The compiler must recognize each character written in the source file. For that, the compiler of course need to know the encoding of the source file, but how the compiler treats internally each character its implementation-defined. The internal encoding of the compiler has theoretically nothing to do with the input or execution encoding. Each appearance of non-basic characters must be treated as-if written using the universal-character-name syntax (\u + Unicode code point in hexadecimal). But the compiler could for example treat internally the found characters in source files as wish (for example, translating from input encoding to UTF-8 encoding without the universal-character-name syntax, or translating them directly to the execution character set). What matter is the character recognition from the input to parse the syntax and to translate char and strings to do a proper translation to the output encoding.

Non-basic character cannot appear outside identifiers or char/string literals. Support for non-basic characters inside identifiers is implementation-defined, which usually aren't, because it can cause problems when linking (different linkers can have different way of treating the encoding of non-ASCII symbols), because the execution encoding has also nothing to do with identifiers encoding in the executable.

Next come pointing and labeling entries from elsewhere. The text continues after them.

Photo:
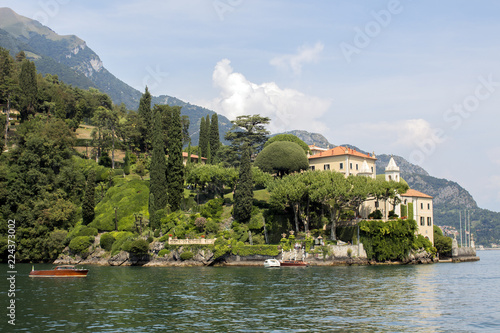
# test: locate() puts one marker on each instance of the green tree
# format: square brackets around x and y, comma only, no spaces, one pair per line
[282,158]
[214,137]
[105,134]
[126,163]
[88,204]
[28,88]
[145,117]
[203,140]
[289,138]
[331,189]
[175,164]
[186,138]
[243,194]
[158,185]
[250,130]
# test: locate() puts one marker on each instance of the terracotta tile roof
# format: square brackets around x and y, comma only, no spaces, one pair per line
[314,147]
[184,154]
[415,193]
[339,150]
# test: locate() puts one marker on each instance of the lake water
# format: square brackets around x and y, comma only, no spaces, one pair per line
[446,297]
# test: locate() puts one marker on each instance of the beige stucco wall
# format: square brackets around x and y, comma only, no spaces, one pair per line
[423,208]
[351,165]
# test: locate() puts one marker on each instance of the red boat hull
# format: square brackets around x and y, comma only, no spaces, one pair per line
[296,263]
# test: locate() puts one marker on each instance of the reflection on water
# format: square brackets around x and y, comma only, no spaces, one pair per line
[426,298]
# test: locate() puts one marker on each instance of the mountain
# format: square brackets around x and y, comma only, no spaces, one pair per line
[75,63]
[450,199]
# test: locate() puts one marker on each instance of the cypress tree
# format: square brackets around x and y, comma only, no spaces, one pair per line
[202,144]
[207,138]
[214,136]
[175,181]
[29,88]
[144,112]
[88,204]
[126,163]
[188,162]
[157,184]
[243,194]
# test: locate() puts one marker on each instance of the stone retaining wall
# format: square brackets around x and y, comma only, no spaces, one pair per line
[201,241]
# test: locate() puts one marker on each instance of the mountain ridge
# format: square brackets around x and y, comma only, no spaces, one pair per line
[75,63]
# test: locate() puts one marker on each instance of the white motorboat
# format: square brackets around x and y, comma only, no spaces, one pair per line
[271,263]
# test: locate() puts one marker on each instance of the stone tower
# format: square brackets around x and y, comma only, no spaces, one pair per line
[392,171]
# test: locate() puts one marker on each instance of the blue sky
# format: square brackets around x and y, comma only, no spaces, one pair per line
[420,79]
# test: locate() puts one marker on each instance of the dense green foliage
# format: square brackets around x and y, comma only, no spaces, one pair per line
[288,138]
[248,130]
[214,137]
[107,241]
[158,183]
[145,121]
[282,158]
[188,255]
[391,240]
[88,204]
[43,180]
[130,198]
[243,194]
[204,138]
[139,246]
[80,245]
[175,167]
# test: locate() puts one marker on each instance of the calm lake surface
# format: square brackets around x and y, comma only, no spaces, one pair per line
[463,297]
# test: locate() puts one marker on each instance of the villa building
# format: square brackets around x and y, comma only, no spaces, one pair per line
[194,158]
[351,162]
[344,160]
[423,211]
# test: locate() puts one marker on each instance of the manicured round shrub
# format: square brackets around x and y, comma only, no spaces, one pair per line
[200,223]
[107,241]
[163,253]
[81,244]
[188,255]
[212,227]
[87,231]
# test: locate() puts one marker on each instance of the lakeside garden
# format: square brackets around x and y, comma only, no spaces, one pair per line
[79,167]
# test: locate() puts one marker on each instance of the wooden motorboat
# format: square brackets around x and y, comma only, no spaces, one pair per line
[271,263]
[60,271]
[292,263]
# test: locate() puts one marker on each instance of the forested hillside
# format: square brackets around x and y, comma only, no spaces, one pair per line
[75,63]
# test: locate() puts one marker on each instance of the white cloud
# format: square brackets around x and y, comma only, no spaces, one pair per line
[294,62]
[400,136]
[288,109]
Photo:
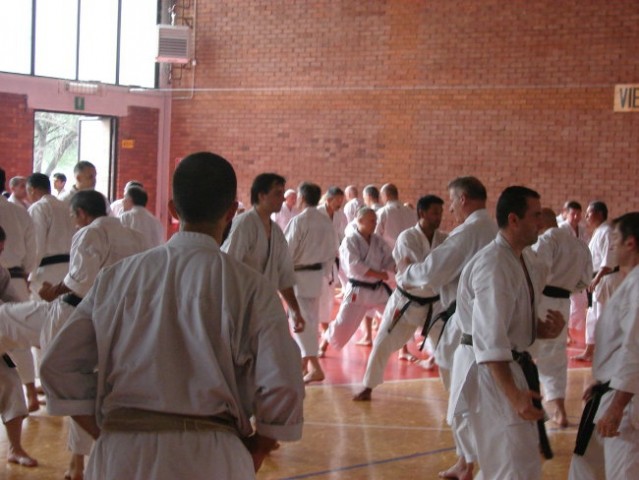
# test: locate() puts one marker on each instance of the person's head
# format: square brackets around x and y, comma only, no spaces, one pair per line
[350,192]
[389,193]
[626,239]
[85,175]
[309,194]
[18,187]
[38,185]
[134,197]
[290,198]
[204,190]
[572,213]
[334,198]
[596,214]
[366,221]
[429,211]
[467,194]
[518,214]
[59,181]
[267,192]
[86,206]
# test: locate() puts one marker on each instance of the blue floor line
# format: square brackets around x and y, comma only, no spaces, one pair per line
[378,462]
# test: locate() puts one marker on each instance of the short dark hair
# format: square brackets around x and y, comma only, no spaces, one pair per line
[263,184]
[138,196]
[600,207]
[39,181]
[91,201]
[513,200]
[424,203]
[204,187]
[81,165]
[469,186]
[628,226]
[310,193]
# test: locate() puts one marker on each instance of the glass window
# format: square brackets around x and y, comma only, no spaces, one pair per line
[56,38]
[15,38]
[98,40]
[139,42]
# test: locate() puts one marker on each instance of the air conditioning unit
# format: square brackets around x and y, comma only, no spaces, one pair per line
[173,44]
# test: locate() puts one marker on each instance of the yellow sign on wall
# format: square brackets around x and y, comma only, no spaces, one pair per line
[627,98]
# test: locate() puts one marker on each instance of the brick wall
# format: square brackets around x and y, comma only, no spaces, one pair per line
[417,93]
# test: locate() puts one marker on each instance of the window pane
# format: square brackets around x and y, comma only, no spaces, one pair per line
[139,42]
[15,38]
[98,40]
[56,38]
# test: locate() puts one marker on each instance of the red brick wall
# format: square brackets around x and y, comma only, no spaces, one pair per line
[417,93]
[16,136]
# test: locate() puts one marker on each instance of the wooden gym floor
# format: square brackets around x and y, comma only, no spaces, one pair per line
[401,433]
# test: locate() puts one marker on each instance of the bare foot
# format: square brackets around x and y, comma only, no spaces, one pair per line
[363,396]
[461,470]
[22,458]
[314,376]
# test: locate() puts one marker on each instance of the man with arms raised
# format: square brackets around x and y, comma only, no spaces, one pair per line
[183,345]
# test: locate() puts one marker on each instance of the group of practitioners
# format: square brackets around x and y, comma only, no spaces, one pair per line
[204,343]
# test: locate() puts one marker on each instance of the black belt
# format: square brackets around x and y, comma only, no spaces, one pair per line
[531,374]
[556,292]
[72,299]
[371,286]
[8,361]
[55,259]
[422,301]
[302,268]
[587,424]
[17,272]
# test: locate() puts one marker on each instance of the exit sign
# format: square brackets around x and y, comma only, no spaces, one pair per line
[627,98]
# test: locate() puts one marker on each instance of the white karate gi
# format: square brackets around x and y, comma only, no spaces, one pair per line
[568,264]
[392,219]
[311,240]
[411,243]
[247,242]
[601,247]
[140,219]
[494,305]
[616,359]
[180,329]
[54,229]
[284,215]
[357,256]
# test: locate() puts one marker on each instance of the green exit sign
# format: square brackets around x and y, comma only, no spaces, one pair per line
[78,103]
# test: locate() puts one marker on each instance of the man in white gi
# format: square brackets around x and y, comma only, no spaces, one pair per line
[312,242]
[496,310]
[289,209]
[136,216]
[19,257]
[611,415]
[257,241]
[18,187]
[13,408]
[197,343]
[54,228]
[441,271]
[353,203]
[368,263]
[406,310]
[568,267]
[603,262]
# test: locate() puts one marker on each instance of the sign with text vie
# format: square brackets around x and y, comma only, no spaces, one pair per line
[627,98]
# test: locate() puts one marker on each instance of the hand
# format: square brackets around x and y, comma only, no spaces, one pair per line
[552,326]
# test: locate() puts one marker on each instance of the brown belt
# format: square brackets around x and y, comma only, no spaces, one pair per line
[135,420]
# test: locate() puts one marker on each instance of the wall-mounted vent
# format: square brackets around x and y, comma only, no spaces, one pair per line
[173,44]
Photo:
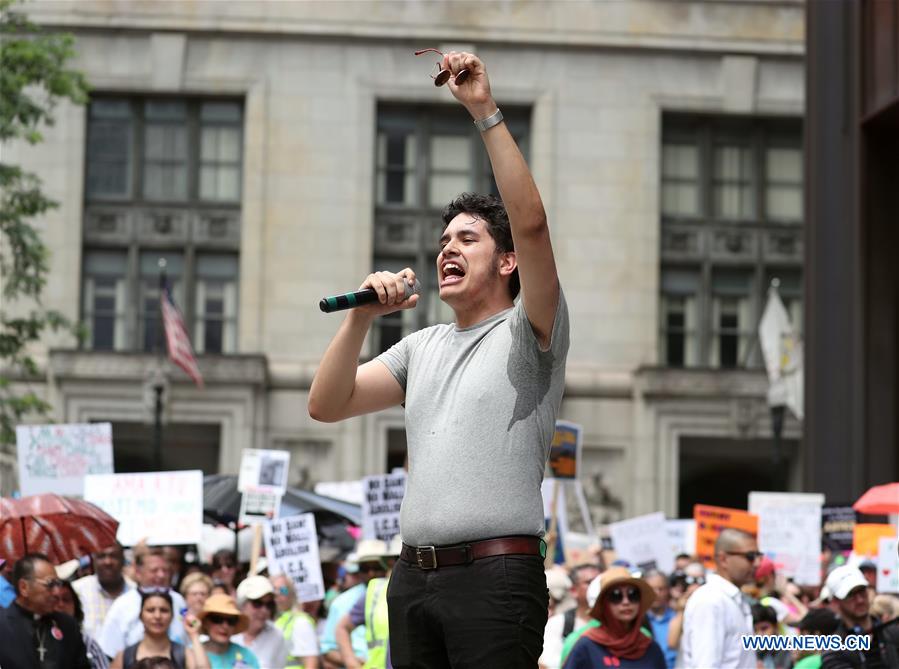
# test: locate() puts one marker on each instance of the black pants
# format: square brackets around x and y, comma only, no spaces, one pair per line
[488,614]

So, what matters is the characters written inside char and strings literals. Objects of type `char` must support at least 255 different values in execution, because there's 255 different UTF-8 code-units (which includes the 96 characters of the basic source character set). But char's can hold more values if the compiler wants to support them. For that, it will require more physical storage for a bigger range of values that those minimally required. Despite the physical size, `sizeof(char) = 1`.

The physical storage length of chars it what defines physically the memory unit of C++ (the C++ bytes), because `sizeof(unsigned char) = sizeof(signed char) = sizeof(char)`, and the object representation is the set of `unsigned chars` required to store an object. So, `sizeof(T)` is the amount of `unsigned char`s that an object of type T requires for being stored, which of course, can be different from the amount of physical bytes needed to store that object if the physical size of a char is bigger than 1 physical byte.

So, the size of chars is not about characters, but also about memory composition. And then, it comes the execution character set (the execution encoding). 

If the user specifies an execution character set of 2^32 different values (UTF-32, for instance), each char will be able to store at least 2^32 different values, but `sizeof(char)` will still be 1, and `sizeof(int) = 1`, if `int` are physically stored as 4 bytes. And remember that objects of type char must be "large enough", so the physical size of chars can be even bigger (which of course never is).

Is it a good idea to specifiy UTF-32 as execution encoding? Never, because the storage required for ints is recommended to be the fastest size of the host machine. If the fastest size of the host machine is 2-bytes (unlikely today in the most majority of situations), then you are forcing the compiler to work with ints of 4 physical bytes, because each int is composed of a finite set of unsigned chars (in this case, 1).